Committed to PEOPLE'S RIGHT TO KNOW
Vol. 4 Num 181 Tue. November 25, 2003  
   
International


Mullah Omar urges Afghans to fight US forces out


The supreme leader of the ousted Taliban, Mullah Mohammad Omar, urged Afghans to unite against US-led foreign forces on their soil, a Pakistan-based Afghan news service reported Sunday.

Omar, in his message ahead of Eid-ul-Fitr which marks the end of the Muslim fasting month of Ramadan, said promises of democracy and reconstruction made two years ago in Afghanistan were yet to be fulfilled, Afghan Islamic Press (AIP) said.

"Now the US-backed system is two years old.
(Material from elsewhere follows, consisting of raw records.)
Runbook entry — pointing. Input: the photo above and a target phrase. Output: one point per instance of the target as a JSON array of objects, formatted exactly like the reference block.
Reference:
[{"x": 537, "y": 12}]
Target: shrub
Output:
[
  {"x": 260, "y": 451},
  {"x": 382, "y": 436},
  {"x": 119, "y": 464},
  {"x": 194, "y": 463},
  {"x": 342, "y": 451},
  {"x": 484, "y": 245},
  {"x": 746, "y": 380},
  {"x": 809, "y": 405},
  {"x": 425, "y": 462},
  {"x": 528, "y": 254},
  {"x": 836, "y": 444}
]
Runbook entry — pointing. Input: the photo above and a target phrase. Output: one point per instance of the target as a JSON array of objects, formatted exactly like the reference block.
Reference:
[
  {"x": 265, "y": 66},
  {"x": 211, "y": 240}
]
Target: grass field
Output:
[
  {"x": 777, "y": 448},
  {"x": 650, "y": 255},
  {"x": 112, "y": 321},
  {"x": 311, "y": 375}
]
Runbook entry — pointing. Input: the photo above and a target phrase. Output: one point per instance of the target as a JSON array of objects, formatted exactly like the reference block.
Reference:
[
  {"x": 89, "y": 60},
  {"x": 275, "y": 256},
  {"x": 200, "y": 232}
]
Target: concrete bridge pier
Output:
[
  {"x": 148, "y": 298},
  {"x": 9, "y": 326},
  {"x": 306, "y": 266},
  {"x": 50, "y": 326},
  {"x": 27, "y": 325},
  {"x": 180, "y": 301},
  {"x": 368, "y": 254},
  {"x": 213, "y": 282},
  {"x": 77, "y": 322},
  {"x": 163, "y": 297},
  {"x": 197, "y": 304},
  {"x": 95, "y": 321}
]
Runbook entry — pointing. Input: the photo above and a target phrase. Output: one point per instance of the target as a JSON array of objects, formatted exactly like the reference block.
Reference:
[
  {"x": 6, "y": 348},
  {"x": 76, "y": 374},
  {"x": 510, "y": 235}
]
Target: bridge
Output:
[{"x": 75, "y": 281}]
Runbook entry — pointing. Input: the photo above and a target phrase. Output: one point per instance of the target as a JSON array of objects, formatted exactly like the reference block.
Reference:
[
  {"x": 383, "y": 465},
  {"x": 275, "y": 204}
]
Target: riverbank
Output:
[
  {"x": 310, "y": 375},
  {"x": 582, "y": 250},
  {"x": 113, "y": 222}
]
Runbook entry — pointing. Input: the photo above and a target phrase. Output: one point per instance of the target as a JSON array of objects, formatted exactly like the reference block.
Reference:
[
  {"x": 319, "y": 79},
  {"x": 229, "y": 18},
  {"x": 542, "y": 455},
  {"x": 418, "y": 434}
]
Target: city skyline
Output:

Where is the democracy, freedom, human rights and reconstruction?" Taliban spokesman Hamid Agha quoted Omar as saying in a message delivered to some Pakistani newspapers.

AIP said a few newspaper offices in the northwestern Pakistani city of Peshawar had received the one-page message in the Pashto language.

Omar said that instead of having their promises fulfilled, two years after the Taliban's ouster at the hands of US-led forces Afghan people were now subjected to murder, destruction and obscenity amid attempts to subvert Islamic morality.

Few Afghans openly call for a return of the Taliban, which has regrouped and carried out a series of attacks in recent months on Western and aid targets. But many say they felt safer under the hard-line Islamic militia.

Omar dismissed as a charade next month's planned Loya Jirga, or grand assembly to finalize a constitution.